МОТЫЛЕК вновь и вновь возвращался к истокам к изначальному повороту событий – к порогу «вселенского сна». И хотя то, что есть, всем обрыдло, никто не хотел перемен. Все жаждали определённости, несмотря ни на что сейчас же и навсегда.
В регистратуре ветеринарной лечебницы, одноэтажном кирпичном домике возле железной дороги, записали больного: «Кот Леопольд /восемь месяцев/». В очереди к ветеринару были только мужчины с собаками. Леопольд нервничал, и хозяйку с котенком по-джентельменски пропустили вперед.
Ветврач Сергей Иванович (пожилой человек с суровым лицом солдата) как коврик «расстелил» малыша на столе и принялся ощупывать, говоря ничего не значащие слова, от которых тело вдруг сделалось «тряпочным». Леопольд впал в прострацию, а очнулся, когда из него уже извлекли иглу шприца.
– У вашего котика – чумка – болезнь «усатых бродяг». Он у вас молодой, – я надеюсь, все обойдется.
Голос Сергея Ивановича не соответствовал грозной внешности. Он так говорил, что весь мир казался добрее. Пока малыш зализывал место, где побывала игла, врач оформил рецепт, объяснил, как часто ходить на инъекции, чем кормить и поить больного.
Домой хозяйка несла малыша на руках. Весь путь он тихо лежал, только около зарослей стал вырываться. Но стоило Ольге Сергеевне положить котенка в траву, как неизвестно откуда возник полосатый котище – облезлый худой и свирепый. Шипя, он как будто пытался напасть и красноречиво, как это умеют лишь кошки, смотрел в глаза женщине, точно внушая: «Брось его! Гони прочь! Все равно он уже не жилец!»

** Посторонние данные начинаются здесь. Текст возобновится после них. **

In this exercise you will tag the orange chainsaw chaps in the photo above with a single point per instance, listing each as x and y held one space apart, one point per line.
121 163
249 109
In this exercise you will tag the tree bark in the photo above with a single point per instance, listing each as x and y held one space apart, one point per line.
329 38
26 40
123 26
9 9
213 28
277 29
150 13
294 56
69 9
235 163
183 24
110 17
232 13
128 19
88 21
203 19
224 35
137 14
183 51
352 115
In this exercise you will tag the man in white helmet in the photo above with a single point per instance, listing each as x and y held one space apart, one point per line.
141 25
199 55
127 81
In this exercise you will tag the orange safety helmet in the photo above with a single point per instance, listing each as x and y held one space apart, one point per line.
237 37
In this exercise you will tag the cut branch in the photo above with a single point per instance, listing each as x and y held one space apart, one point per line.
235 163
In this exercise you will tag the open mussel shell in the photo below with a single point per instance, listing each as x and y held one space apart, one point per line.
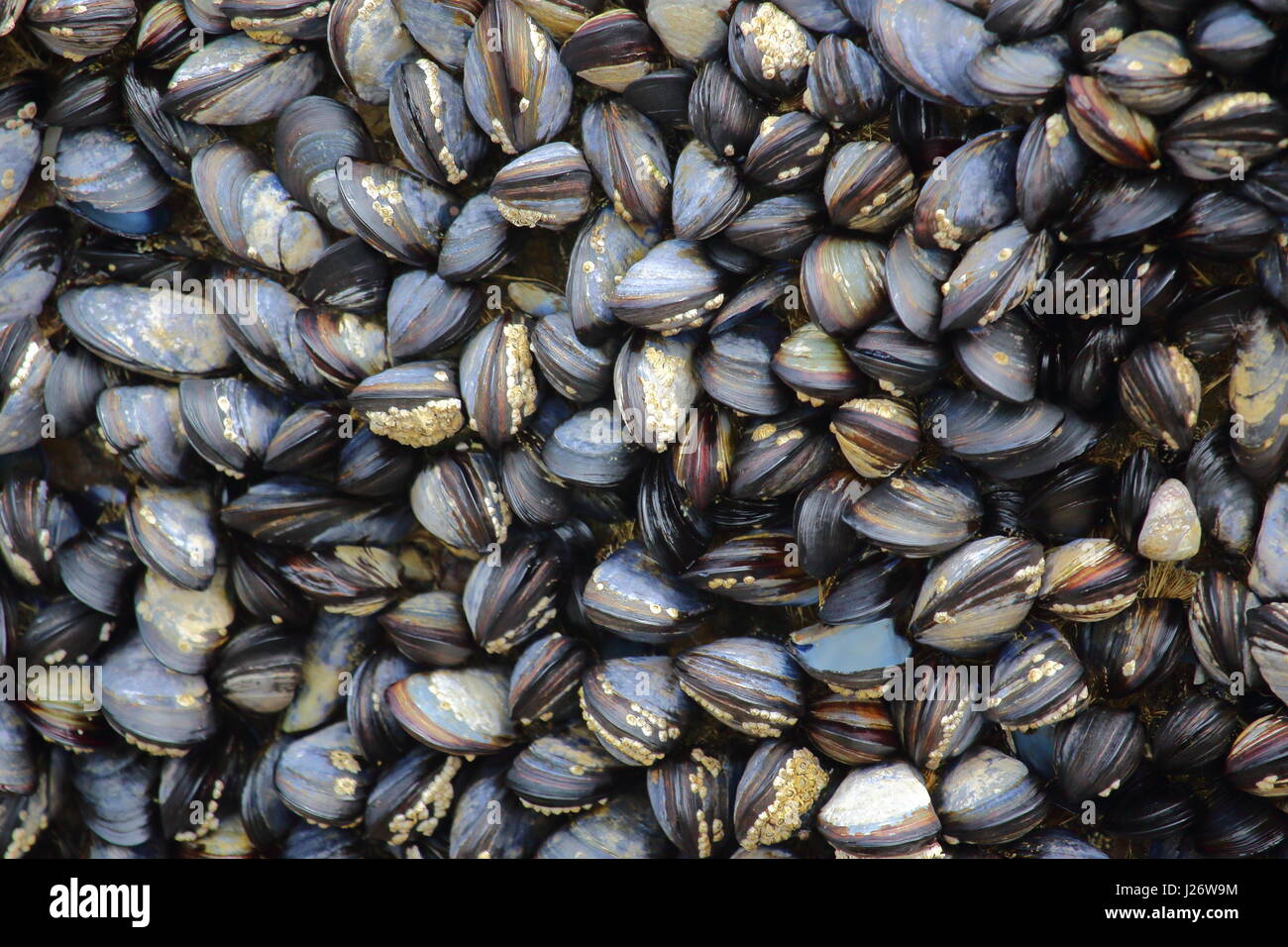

Ольга Сергеевна вскрикнула, замахнулась на «облезлое чудище», взяла Леопольда на руки и заплакала. Он притих, изумленный метаморфозой, произошедшей с самым сильным котом: «Полосатик» сам стал похож на бродягу, с приходом которого и начались все несчастья.
На работе сказали, что чумка – неизлечима. У женщины закололо сердце… А дома – узнала, что котенок впервые за эту неделю вылакал блюдечко сливок и валялся на подоконнике, поджидая ее. На другой день, когда принесла кота на укол, – первым делом спросила, правда ли, что чумка не лечится?

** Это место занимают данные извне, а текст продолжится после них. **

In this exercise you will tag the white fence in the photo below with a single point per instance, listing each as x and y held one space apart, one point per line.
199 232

– Поменьше слушайте бабьи сказок! – посоветовал врач. – Котик у вас молодой – справится. А мы поможем. Да вы сами смотрите, как уже глазки повеселели!

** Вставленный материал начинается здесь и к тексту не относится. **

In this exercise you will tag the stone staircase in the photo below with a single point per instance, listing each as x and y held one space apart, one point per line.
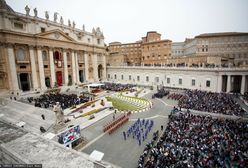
142 104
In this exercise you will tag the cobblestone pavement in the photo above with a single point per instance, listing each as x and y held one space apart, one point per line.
118 151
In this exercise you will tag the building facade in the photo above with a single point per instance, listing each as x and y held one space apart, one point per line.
208 79
37 53
229 48
149 51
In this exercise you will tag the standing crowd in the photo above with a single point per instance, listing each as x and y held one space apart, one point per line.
139 130
50 99
210 102
198 141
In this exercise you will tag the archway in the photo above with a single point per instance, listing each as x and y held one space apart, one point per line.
59 78
81 76
47 82
57 59
100 71
236 83
69 80
24 81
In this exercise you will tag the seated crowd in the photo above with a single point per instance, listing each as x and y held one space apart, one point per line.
246 96
161 93
210 102
118 87
198 141
175 96
50 99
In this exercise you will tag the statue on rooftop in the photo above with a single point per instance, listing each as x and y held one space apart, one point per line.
61 20
46 15
27 9
59 113
35 12
73 24
55 16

В последний визит во время инъекции обломилась игла. Ольга Сергеевна снова расстроилась: от знакомой медицинской сестры она слышала, это плохая примета. Малышу было больно. Он впервые за время болезни всплакнул, по дороге домой не вырывался из рук, с кислой миной лежал целый день на боку… Но к вечеру ожил: потрапезничал и как ни в чем не бывало, полез целоваться.